The Communications Workers of America (CWA) posted a press release a couple of days ago:
After trying for ten months to reach a fair contract, nearly 40,000 Verizon workers from Massachusetts to Virginia will go on strike at 6 a.m. on Wednesday, April 13 if a fair agreement is not reached by then. The Verizon strike will be by far the largest work stoppage in the country in recent years.
“We’re standing up for working families and standing up to Verizon’s corporate greed,” said CWA District 1 Vice President Dennis Trainor. “If a hugely profitable corporation like Verizon can destroy the good family-supporting jobs of highly skilled workers, then no worker in America will be safe from this corporate race to the bottom.”
Even though Verizon made $39 billion in profits over the last three years — and $1.8 billion a month in profits over the first three months of 2016 — the company wants to gut job security protections, contract out more work, offshore jobs to Mexico, the Philippines and other locations and require technicians to work away from home for as long as two months without seeing their families. Verizon is also refusing to negotiate any improvements in wages, benefits or working conditions for Verizon Wireless retail workers, who formed a union in 2014.
This comes after 10 months of contract negotiation and about one month after 20 Democratic senators wrote and sent a signed letter to Lowell McAdam, Verizon’s CEO, pleading with McAdam to do the right thing. Amongst the numerous corporate bullshit Verizon is trying to pull:
- Offshoring and contracting out even more customer service work to Mexico, the Philippines and other locations.
- Cutting job security for all workers.
- Requiring technicians to work away from home for as long as two months, without seeing their families. For anyone trying to balance work and family life, this is impossible.
- Refusing to negotiate improvements to wages, benefits and working conditions for Verizon Wireless workers, who formed a union with CWA in 2014.
- Freezing pensions at 30 years of service and forcing retirees to pay extremely high health care costs.
- Slashing benefits for workers injured on the job.
And before your capitalism-is-the-bomb, this-is-the-best-way, rising-tide-floats-boats friend can finish his sentence, just let him know this:
For years, Verizon has been cutting vital staff — it has nearly 40 percent fewer workers now than a decade ago. Verizon has failed to hire the personnel necessary to properly roll out FiOS, the high-speed broadband service that is still unavailable to many of its customers. In cities like Philadelphia and New York, Verizon has failed to meet the buildout obligations under their citywide cable franchise agreements.
And Verizon FIOS? That’s the service that Verizon was given billions of dollars in corporate subsidies and then decided not to finish the job. Just. Not. Finish. It.
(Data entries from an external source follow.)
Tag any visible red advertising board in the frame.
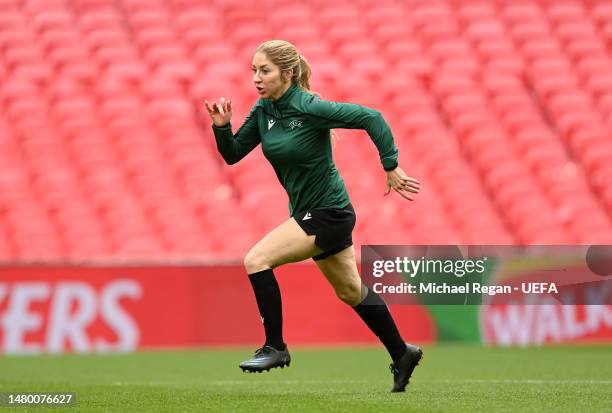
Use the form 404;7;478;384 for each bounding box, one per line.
482;303;612;346
481;258;612;346
0;264;436;354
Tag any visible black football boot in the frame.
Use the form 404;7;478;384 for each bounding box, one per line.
239;345;291;373
390;343;423;392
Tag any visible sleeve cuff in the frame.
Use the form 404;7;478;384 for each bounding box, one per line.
212;123;231;131
381;152;398;171
212;123;232;140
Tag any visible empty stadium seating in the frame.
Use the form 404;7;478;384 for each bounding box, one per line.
1;0;611;261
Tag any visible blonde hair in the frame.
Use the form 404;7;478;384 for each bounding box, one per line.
255;39;338;145
255;40;312;92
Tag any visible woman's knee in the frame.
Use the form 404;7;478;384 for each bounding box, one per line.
244;249;272;273
335;283;362;306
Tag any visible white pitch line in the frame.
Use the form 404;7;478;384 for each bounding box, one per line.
111;379;370;386
110;378;612;387
439;379;612;385
209;380;370;385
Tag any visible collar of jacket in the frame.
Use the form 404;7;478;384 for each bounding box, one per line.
271;84;299;110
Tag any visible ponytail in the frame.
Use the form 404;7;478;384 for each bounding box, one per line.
297;54;312;92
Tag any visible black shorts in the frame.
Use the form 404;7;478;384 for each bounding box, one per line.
293;203;356;261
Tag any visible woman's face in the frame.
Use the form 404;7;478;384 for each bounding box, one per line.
252;52;291;100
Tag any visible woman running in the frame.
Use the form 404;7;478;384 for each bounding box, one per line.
204;40;422;392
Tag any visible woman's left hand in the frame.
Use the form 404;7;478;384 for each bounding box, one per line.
385;167;421;201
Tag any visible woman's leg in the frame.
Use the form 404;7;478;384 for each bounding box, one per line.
244;217;323;273
314;245;408;360
315;245;423;391
243;217;323;353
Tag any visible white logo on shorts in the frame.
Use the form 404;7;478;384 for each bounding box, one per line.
303;212;312;221
268;119;275;130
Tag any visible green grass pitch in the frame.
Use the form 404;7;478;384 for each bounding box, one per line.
0;345;610;412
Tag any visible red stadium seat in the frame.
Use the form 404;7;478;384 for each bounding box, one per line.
0;0;610;260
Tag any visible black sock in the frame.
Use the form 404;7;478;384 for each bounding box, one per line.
352;287;407;362
248;269;285;351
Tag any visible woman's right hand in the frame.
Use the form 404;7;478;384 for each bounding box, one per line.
204;97;232;127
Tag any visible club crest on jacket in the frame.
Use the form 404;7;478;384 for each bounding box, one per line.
288;120;302;130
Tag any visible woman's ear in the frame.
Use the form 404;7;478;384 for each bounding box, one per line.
282;68;293;83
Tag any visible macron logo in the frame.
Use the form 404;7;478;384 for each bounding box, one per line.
268;119;275;130
302;212;312;221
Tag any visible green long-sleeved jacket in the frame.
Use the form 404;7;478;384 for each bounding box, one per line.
212;84;399;216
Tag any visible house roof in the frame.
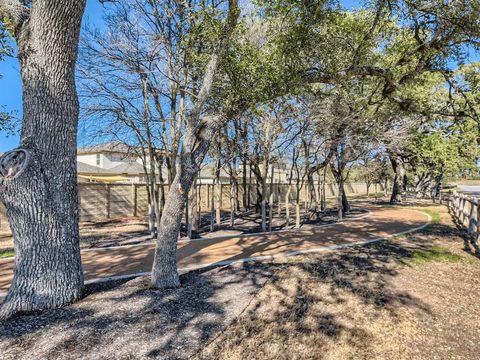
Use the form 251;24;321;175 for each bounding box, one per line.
78;141;170;156
77;161;107;174
198;164;230;179
109;162;146;175
77;161;146;175
78;142;133;155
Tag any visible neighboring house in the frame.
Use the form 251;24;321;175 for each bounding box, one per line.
76;142;303;184
77;142;147;183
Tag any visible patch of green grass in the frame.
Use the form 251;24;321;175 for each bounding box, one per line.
408;208;441;232
0;250;14;258
401;246;463;266
418;209;441;225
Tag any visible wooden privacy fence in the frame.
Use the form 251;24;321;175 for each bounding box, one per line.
449;193;480;253
0;204;7;232
0;181;383;230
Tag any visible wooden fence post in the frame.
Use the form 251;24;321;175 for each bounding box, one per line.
468;199;477;237
458;195;462;221
215;183;222;225
210;184;215;231
132;183;137;217
477;202;480;245
105;184;111;219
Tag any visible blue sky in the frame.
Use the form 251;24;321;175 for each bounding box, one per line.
0;0;105;152
0;0;478;152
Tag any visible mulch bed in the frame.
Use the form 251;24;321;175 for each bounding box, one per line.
0;263;274;360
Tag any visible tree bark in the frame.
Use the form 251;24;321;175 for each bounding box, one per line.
268;164;274;232
260;161;268;232
389;154;405;203
339;180;350;213
321;167;327;211
151;160;193;288
285;185;291;228
0;0;86;319
210;184;214;231
229;174;236;227
295;198;301;228
213;158;221;226
151;0;240;288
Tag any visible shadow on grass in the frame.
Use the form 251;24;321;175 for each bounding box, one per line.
0;211;469;359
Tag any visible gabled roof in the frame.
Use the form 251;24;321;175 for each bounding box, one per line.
109;162;146;175
77;161;108;174
77;161;146;175
78;141;170;156
78;142;134;155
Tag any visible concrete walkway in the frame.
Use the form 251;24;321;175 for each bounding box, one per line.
0;205;429;296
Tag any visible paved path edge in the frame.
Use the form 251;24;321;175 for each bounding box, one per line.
83;209;432;285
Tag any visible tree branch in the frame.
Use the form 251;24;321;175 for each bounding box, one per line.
308;123;348;174
303;65;397;99
0;0;29;36
189;0;239;121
Here is some of Verizon’s response to the threat of a strike.
The telco countered that it remains committed to a deal, but said the unions would “rather make strike threats than constructively engage at the bargaining table.”
Verizon said it could continue to serve its customers whether of not the unions struck and that it has been preparing for that possibility for more than a year, training nonunion workers to do “virtually every job function handled by our represented workforce.”
There’s also this classic big business response from a company that has a virtual monopoly in its field with no competition to worry about.
“A strike in this case is not going to change the issues on the table that need to be addressed,” Reed said. “Union leaders need to take an honest look at what Verizon is proposing.”
An “honest look”? How about go fuck yourself. Here’s a letter from all of the mayors of major municipalities being screwed over by Verizon’s futuristic vision of what a goddamn utility is supposed to provide.
In some cases, such as New York City, Pittsburgh, Jersey City and Newark, Verizon has failed to meet contractual or legislative deadlines to make fiber optic cable service available to many of our residents. In New York City, as elsewhere in the Northeast, the FiOS build-out has clear franchise deadlines and availability requirements for residents who would like to purchase FiOS. As New York City thoroughly documented in its recent audit, Verizon has failed to meet its contractual deadlines for rollout and service installation. In other cases, such as Syracuse, Worcester, Lowell, and Albany, Verizon has simply refused to build FiOS at all.
Based on irrefutable evidence of your company’s poor service record, lack oftransparency and accountability, or demands for exclusive agreements with landlords throughout the region, we are deeply concerned that you have not acted like a good corporate citizen and that an incomplete FiOS rollout will result in decreased competition and the reduction of benefits to consumers throughout the Verizon footprint. As elected officials, it is our obligation and our responsibility to bring these complaints to your attention.
So, when you find a story fed to a pro-business outlet like Forbes or Business Weekly with a Verizon exec talking about how there are this many people being serviced and how the business is changing, just remember this: they are making money, more money now than ever before, and everything else they are telling you is a lie. They do not follow their own rigged contracts for chrissakes! Just because some of them convince themselves they aren’t lying doesn’t make it any less a lie.